久米 博 1992. 『隠喩論――思索と詩作のあいだ』思潮社,206p.,2400円.

著者はもちろんキャスターの久米 宏ではない。フランスの哲学者,ポール・リクールの一連の著作の役者で知られる人物。リクールの本は2冊くらいしか読んだことがないが,私の中ではかなり得意なフランスの哲学者といえる。フランスの現代哲学者といえば,世界的な流行の追随者というより牽引者であり,各自がかなり独自な路線を突っ走る印象がある。

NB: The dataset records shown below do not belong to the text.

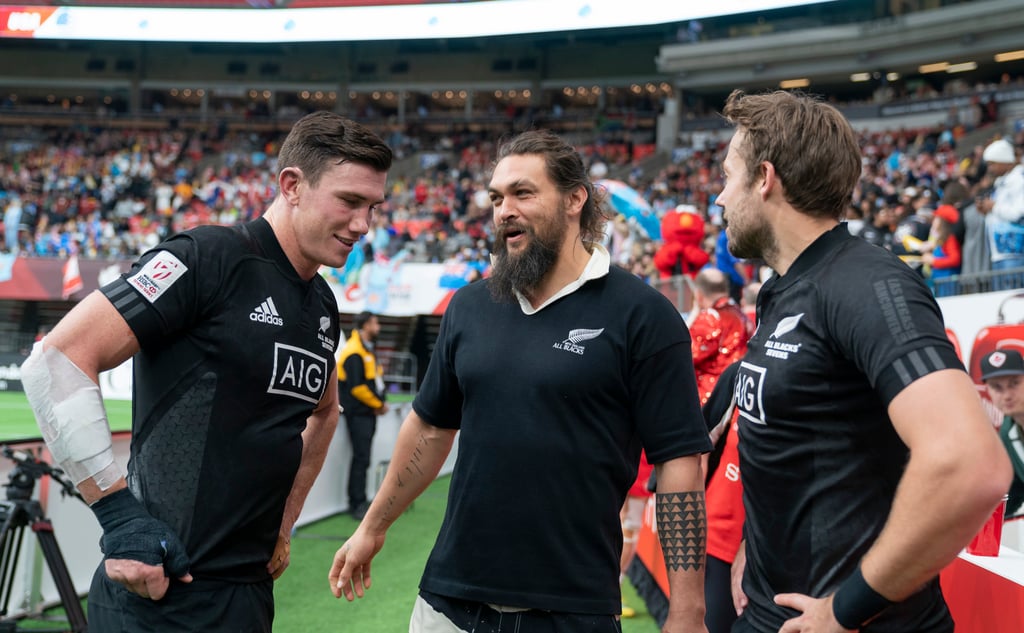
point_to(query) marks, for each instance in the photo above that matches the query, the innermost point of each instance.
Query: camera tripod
(20, 511)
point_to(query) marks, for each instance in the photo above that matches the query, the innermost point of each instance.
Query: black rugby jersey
(839, 336)
(553, 409)
(236, 352)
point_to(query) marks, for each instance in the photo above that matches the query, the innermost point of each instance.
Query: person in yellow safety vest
(360, 390)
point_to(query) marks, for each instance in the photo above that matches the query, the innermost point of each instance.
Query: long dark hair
(566, 170)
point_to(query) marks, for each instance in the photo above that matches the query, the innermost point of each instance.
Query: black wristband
(855, 602)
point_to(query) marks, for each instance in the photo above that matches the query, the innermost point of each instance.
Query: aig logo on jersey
(750, 391)
(298, 373)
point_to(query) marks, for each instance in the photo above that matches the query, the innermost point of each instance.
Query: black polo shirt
(847, 329)
(553, 409)
(236, 352)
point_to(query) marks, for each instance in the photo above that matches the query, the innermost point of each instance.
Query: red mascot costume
(682, 234)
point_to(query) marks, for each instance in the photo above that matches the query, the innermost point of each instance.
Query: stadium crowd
(113, 194)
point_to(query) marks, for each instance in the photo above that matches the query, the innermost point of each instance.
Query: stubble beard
(757, 242)
(525, 270)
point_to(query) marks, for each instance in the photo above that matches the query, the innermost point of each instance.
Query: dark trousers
(478, 618)
(720, 613)
(202, 606)
(360, 433)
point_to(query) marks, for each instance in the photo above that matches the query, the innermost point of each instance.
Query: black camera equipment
(18, 511)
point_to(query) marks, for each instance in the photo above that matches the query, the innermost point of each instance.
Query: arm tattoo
(682, 530)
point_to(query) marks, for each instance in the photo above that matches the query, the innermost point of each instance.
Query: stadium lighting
(963, 67)
(351, 24)
(788, 84)
(933, 68)
(1010, 55)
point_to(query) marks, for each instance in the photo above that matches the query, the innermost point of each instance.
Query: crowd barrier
(32, 587)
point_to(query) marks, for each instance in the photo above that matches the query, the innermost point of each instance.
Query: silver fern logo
(576, 337)
(786, 325)
(778, 349)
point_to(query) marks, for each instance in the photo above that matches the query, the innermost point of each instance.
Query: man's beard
(525, 270)
(757, 242)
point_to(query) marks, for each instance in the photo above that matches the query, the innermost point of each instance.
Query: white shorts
(632, 515)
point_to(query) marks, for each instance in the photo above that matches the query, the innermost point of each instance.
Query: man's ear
(769, 179)
(574, 201)
(288, 181)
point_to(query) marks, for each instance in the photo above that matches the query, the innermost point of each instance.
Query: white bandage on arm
(70, 412)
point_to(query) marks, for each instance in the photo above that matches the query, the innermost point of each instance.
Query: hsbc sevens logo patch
(750, 392)
(158, 275)
(298, 373)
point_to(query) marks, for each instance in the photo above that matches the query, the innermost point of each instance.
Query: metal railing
(399, 372)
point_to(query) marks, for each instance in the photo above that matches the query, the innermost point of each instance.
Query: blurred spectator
(1006, 207)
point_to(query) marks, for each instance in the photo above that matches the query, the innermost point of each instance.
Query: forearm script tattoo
(682, 529)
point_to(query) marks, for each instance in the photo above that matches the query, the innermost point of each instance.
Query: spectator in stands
(1003, 373)
(830, 544)
(361, 392)
(749, 301)
(719, 331)
(735, 269)
(725, 502)
(11, 223)
(1005, 210)
(941, 253)
(610, 353)
(232, 335)
(879, 230)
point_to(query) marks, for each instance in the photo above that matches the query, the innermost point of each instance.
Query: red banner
(23, 20)
(42, 279)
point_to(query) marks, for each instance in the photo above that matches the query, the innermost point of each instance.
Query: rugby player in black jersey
(867, 460)
(555, 372)
(232, 335)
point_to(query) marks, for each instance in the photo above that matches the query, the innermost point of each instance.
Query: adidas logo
(266, 312)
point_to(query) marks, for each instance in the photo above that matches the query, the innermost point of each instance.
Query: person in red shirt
(724, 502)
(719, 332)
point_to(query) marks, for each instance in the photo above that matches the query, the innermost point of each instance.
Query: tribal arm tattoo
(682, 529)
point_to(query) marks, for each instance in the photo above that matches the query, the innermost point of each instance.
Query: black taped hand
(131, 533)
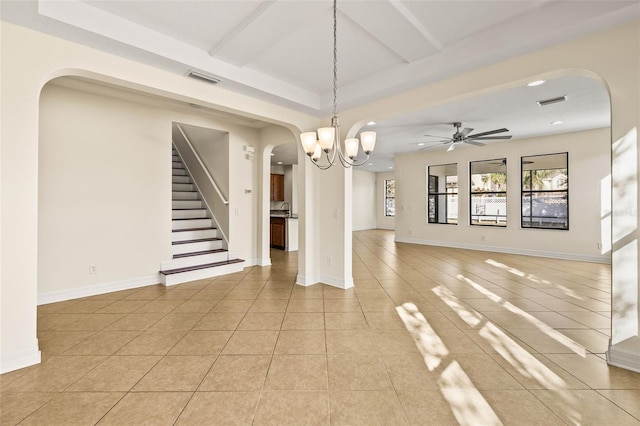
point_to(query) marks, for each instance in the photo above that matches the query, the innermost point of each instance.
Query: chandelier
(328, 138)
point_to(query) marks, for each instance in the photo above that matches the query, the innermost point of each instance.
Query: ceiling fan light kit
(328, 140)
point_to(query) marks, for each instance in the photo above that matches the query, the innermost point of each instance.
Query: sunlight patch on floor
(429, 343)
(540, 325)
(466, 402)
(521, 360)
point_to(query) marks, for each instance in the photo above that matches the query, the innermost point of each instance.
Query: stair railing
(206, 170)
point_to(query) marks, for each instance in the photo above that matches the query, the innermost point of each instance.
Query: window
(545, 191)
(390, 197)
(488, 183)
(442, 205)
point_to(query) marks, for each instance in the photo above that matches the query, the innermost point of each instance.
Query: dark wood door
(277, 187)
(278, 233)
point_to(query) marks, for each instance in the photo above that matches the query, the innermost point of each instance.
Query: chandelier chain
(335, 59)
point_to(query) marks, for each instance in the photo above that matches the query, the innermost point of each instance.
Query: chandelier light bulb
(368, 141)
(317, 152)
(351, 146)
(326, 136)
(308, 140)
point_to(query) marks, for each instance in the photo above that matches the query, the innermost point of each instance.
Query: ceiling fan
(463, 136)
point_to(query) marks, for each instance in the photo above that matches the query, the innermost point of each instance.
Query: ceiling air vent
(203, 77)
(552, 101)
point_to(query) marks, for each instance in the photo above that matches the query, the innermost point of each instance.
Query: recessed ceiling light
(536, 83)
(552, 101)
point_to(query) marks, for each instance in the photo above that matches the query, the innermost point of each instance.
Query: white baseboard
(337, 281)
(306, 280)
(10, 361)
(625, 354)
(94, 290)
(263, 261)
(509, 250)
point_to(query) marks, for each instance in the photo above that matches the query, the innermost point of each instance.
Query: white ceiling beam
(415, 22)
(240, 27)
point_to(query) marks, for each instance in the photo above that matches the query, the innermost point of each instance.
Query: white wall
(589, 166)
(382, 221)
(364, 200)
(105, 193)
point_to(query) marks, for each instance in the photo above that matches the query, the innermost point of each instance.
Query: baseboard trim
(263, 261)
(625, 354)
(94, 290)
(337, 281)
(19, 359)
(508, 250)
(306, 281)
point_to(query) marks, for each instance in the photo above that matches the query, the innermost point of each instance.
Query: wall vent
(203, 77)
(552, 101)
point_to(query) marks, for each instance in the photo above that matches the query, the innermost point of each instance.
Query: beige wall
(105, 191)
(589, 166)
(364, 200)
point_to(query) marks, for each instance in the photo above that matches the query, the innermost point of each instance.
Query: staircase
(199, 251)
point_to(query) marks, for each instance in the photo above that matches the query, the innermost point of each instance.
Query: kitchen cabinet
(277, 187)
(278, 232)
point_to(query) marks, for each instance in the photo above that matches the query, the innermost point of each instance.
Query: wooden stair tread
(198, 267)
(193, 229)
(199, 240)
(198, 253)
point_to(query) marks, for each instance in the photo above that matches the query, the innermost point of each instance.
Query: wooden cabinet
(278, 232)
(277, 187)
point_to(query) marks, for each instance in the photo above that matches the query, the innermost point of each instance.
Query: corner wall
(364, 200)
(382, 221)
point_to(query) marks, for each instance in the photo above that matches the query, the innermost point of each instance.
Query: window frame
(386, 197)
(503, 193)
(531, 192)
(433, 196)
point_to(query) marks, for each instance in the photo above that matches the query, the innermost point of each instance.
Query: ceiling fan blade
(434, 145)
(490, 132)
(489, 138)
(466, 131)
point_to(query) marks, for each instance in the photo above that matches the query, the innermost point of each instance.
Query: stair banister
(206, 170)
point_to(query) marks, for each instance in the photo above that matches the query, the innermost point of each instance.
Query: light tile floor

特に,フランス人が英語の文献を包括的に参照することは少ないのだが,リクールは違う。まさに博学者の名に相応しい,総括的な哲学者。現代におけるアリストテレスかホワイトヘッドか,ってのは言いすぎですが,もちろんドイツ語などの他のヨーロッパ言語はもちろんのこと,米国における動向にも常に気を配り,哲学以外にも人類学や歴史学にも精通している。

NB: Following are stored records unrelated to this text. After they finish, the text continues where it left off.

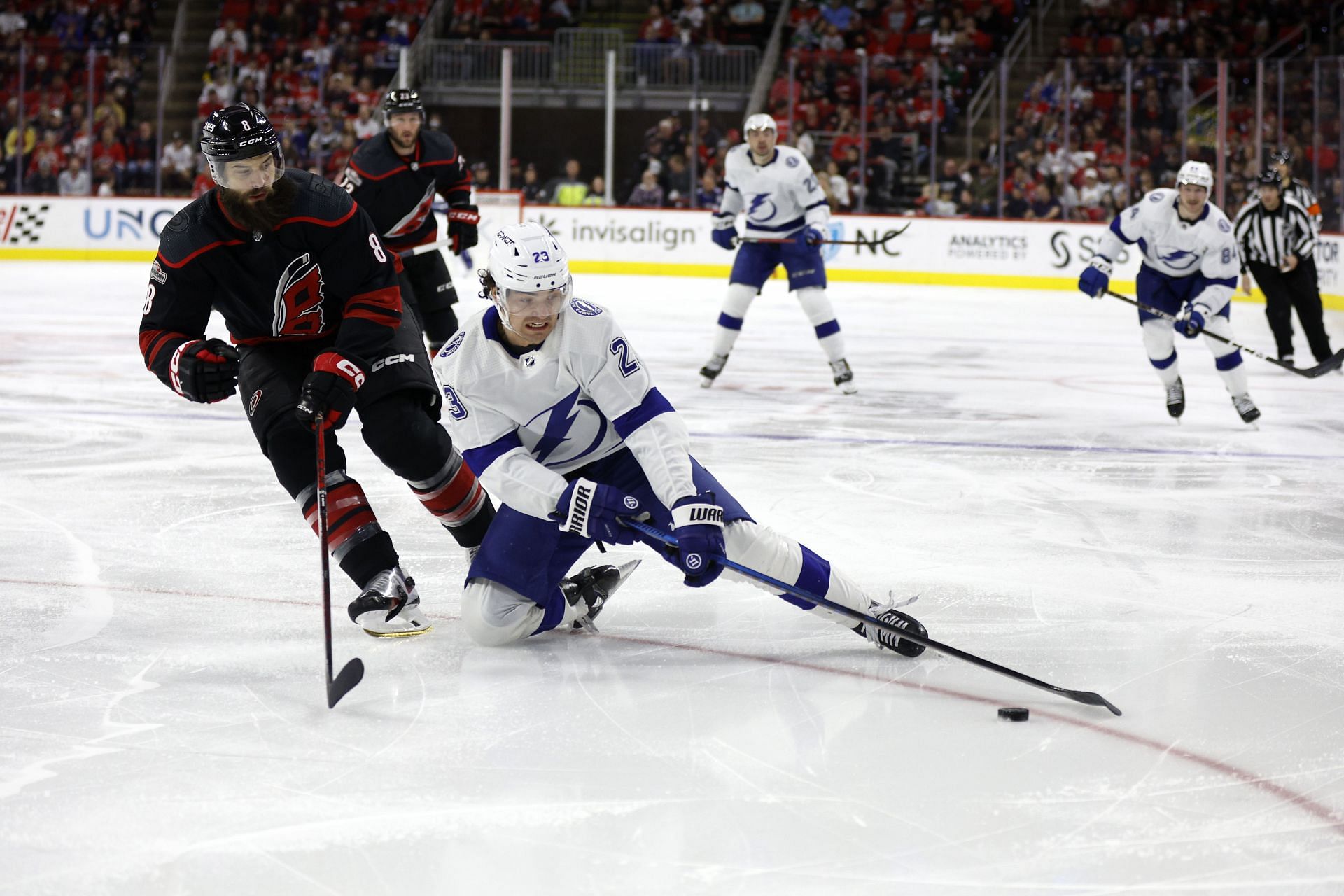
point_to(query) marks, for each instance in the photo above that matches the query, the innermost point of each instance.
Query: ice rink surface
(163, 726)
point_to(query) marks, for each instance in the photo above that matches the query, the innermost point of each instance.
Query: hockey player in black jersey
(394, 176)
(314, 308)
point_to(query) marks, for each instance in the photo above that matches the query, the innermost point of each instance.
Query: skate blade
(905, 602)
(625, 570)
(413, 624)
(400, 633)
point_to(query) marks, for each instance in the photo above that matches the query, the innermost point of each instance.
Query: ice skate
(843, 377)
(883, 638)
(1176, 399)
(1246, 407)
(711, 370)
(594, 586)
(388, 606)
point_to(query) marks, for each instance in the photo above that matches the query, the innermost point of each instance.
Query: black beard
(265, 216)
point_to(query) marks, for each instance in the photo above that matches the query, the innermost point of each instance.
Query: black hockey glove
(461, 226)
(330, 390)
(698, 524)
(593, 511)
(204, 371)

その訳者である久米氏は訳者としては一流だが,著者としての存在はあまり目立たない。しかし,そんなリクールの訳者である限り,リクールのみを読んでいたのでは大した訳はできないはずだ。リクールの読む文献を追随して読む。もちろん,それらに日本語訳が出る前に,というかやはりフランス語で引用されるわけだからそれに近い状態で彼も読むわけだ。必然的にリクールの思考に近づくであろうし,それと同時にリクールと同一思考を持つはずもない。ということで,久米氏自身がリクールと同様の文献を読むなかで,リクールとは違った思考,考察,結論に至ってもいたって驚くべきことではない。
私も自身の隠喩論で検討したリクールの『生きた隠喩』ももちろん彼の訳なのだが,著者自身もその著作を訳したことも,本書を書くきっかけになったようだ。本書は著者が『現代詩手帖』に掲載した10編の文章に,書き下ろしの1章を加えて構成されたものである。一般的に隠喩は,4つの主要な比喩表現(隠喩,換喩,提喩,反語)の一つと見做されるが,私の隠喩論を含む論文でも主張したように,隠喩はそれを越えた存在であると著者も指摘している。がゆえに,本書は隠喩論であると同時に,言語一般論でもある。といっても,一般的な言語学におけるそれではなく,あくまでも哲学・思想における言語論的転回におけるそれである。よって,ソシュールやヴィトゲンシュタインといった教科書的な話から,構造主義や脱構築などを経由しながら,レヴィナスの哲学,そしてかなりの紙幅を割いているのがハイデガーの哲学だ。もちろん,随所でデリダとリクールも登場しながら,最終的に隠喩の議論に収束していくという展開。けっして大著とはいえないが,なかなかコンパクトで刺激的な書である。